7 min read Chapter 6 of 28
Summary

This section introduces replication topologies as fundamental mechanisms...

This section introduces replication topologies as fundamental mechanisms for achieving high availability and fault tolerance in distributed database systems. It contrasts single-leader and multi-leader replication strategies, highlighting their trade-offs between consistency, availability, and performance. Single-leader replication provides strong consistency by funneling all writes through a designated leader node, creating a potential write bottleneck but ensuring a single source of truth. Multi-leader replication improves write availability by allowing multiple nodes to accept writes independently, but introduces complexity through required conflict resolution mechanisms like last-write-wins (LWW) and application-defined merge logic (CRDTs). The section explores practical challenges including replication lag, stale reads, and failure handling through automatic failover. Key terminology introduced includes: single-leader replication (one designated node accepts all writes), multi-leader replication (multiple nodes accept writes requiring conflict resolution), synchronous replication (waits for follower acknowledgments), asynchronous replication (confirms writes before replication), and replication lag (delay between leader commit and follower apply). The included comparison table systematically evaluates consistency models, write availability, read scalability, and failure handling across different replication types. Code examples demonstrate synchronous vs. asynchronous write paths and conflict resolution strategies.

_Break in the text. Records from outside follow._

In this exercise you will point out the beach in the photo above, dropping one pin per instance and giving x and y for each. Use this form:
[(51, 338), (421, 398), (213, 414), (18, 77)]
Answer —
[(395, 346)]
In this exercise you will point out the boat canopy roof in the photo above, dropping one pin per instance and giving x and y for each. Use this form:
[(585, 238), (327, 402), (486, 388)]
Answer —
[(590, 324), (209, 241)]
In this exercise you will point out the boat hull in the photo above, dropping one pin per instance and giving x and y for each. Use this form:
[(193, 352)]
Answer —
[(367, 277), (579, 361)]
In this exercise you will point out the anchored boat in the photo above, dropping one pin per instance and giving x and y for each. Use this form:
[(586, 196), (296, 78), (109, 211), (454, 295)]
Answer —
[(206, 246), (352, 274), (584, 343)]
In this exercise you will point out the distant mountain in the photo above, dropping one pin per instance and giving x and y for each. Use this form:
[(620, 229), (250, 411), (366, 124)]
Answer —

Replication Topologies: Enforcing Consistency Through Invariants

Replication is not a feature—it is a necessary consequence of distributed systems’ exposure to failure. The only question is how consistency is enforced when data exists in multiple places simultaneously. Every replication topology makes immutable tradeoffs between consistency, availability, and operational complexity. These tradeoffs are not negotiable; they are dictated by the laws of distributed computing. This section defines replication topologies by their consistency invariants, the mechanisms that enforce them, and the failure recovery protocols that dominate real-world operation.

Single-Leader Replication: Strong Consistency at the Cost of Write Bottleneck

Invariant: All clients observe a total order of writes. Reads reflect the latest committed write.

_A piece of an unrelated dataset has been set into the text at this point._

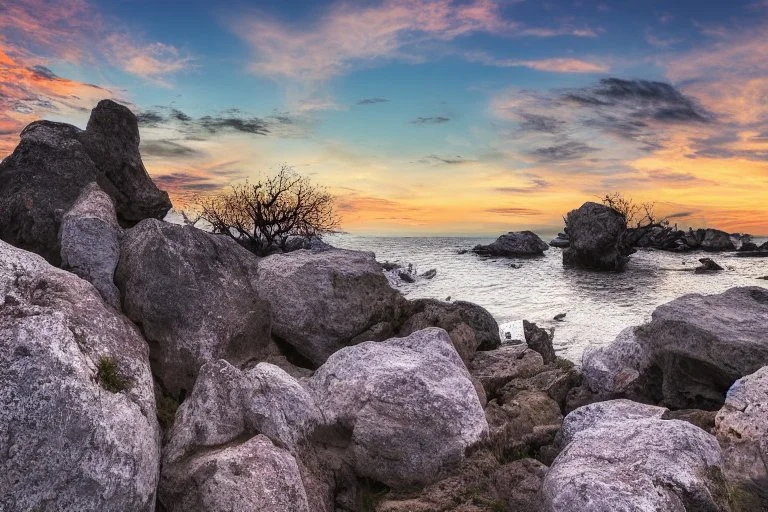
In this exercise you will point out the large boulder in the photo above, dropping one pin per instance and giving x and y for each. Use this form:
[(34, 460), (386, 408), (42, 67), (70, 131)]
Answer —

This guarantee is enforced by routing all writes through a single leader. The leader serializes writes using a durable log, ensuring global consistency. Followers apply the log in the same order, converging to the same state. This model provides strong consistency but introduces a write bottleneck: throughput is limited by the capacity of one node.

Failure is the default state. If the leader fails, the system cannot accept writes until a new leader is elected. Automatic failover is required, but it risks split-brain if not coordinated with quorum enforcement.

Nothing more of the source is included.